Re: newbie question
Date: 2000/06/07
Message-ID: <393DECE1.8157C615_at_elbanet.co.at>#1/1
Hi!
Olivier Deme wrote:
>
> Hello,
>
> I am a complete beginner with database programming and I need some help.
>
> I have written a program that parses source code and extracts symbols in a
> database.
>
> En entry consists of:
>
> - The key = A symbol (a string of characters)
> - The data = Symbol type + Filename + Lineno (data is stored also as a string)
>
> I am using the Berkeley DB freeware for managing my database.
>
> The problem is that, for a big input (source code > 10000 lines), my database
> becomes very very big. Addition of entries to the database becomes very
> quickly slow because of the database size.
>
> I believe the problem comes from the way I am storing the entries in the
> database.
>
> In the same database, I probably have thousands of entries with the same key
> but with slight variations of data.
>
> I believe I should use cross reference tables in order to decrease my database
> size.
> Unfortunately, I don't know how to proceed.

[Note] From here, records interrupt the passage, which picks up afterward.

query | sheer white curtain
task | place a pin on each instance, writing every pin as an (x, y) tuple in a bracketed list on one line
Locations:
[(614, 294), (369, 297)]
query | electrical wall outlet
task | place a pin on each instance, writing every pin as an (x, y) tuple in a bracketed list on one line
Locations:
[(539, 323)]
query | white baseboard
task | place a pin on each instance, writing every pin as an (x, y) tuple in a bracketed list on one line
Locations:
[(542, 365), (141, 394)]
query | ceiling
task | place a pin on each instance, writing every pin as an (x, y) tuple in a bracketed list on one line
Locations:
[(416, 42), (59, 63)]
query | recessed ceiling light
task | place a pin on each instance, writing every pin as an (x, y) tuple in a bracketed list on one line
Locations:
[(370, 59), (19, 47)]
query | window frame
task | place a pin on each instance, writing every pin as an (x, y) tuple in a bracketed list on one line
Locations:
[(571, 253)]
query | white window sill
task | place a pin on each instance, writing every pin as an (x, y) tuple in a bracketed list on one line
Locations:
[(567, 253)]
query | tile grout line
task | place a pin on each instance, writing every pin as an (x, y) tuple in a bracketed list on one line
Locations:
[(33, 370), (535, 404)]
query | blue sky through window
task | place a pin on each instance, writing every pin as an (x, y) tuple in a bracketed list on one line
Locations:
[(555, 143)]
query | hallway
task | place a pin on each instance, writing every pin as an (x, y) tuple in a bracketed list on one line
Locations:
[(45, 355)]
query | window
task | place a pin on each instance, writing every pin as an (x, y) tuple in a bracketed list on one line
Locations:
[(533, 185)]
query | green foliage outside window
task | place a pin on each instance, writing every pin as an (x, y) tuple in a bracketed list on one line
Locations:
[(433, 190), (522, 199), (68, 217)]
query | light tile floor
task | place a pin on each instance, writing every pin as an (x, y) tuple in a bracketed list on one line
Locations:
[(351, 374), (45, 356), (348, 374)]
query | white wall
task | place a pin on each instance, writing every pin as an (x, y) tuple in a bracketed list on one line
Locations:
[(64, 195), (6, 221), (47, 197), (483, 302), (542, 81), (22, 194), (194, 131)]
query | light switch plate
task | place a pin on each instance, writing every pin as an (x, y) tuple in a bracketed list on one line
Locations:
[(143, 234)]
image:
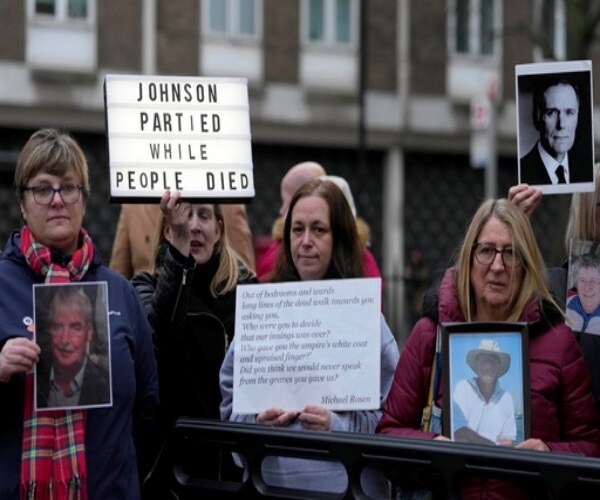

It seams that you're looking for a design like this:
TABLE Symbols
Key INTEGER (some kind of Autonumber/Identity/...) Name CHAR (..)
PRIMARY KEY (Key)
UNIQUE INDEX Symbol_Name ON Symbols (Name);
TABLE Data
Key INTEGER File CHAR (..) Line INTEGER
possibly PRIMARY KEY (Key, File, Line)
When you find a symbol in your file, you look up whether it is in the
Symbols table yet. If yes, you have the key; otherwise insert and get
key. Then insert into table Data.
Provided your symbols are significantly larger than an integer, this
should reduce size. And it also should increase speed, since integer
lookups are faster than character ones.
hth,
Heinz
Received on Wed Jun 07 2000 - 00:00:00 CEST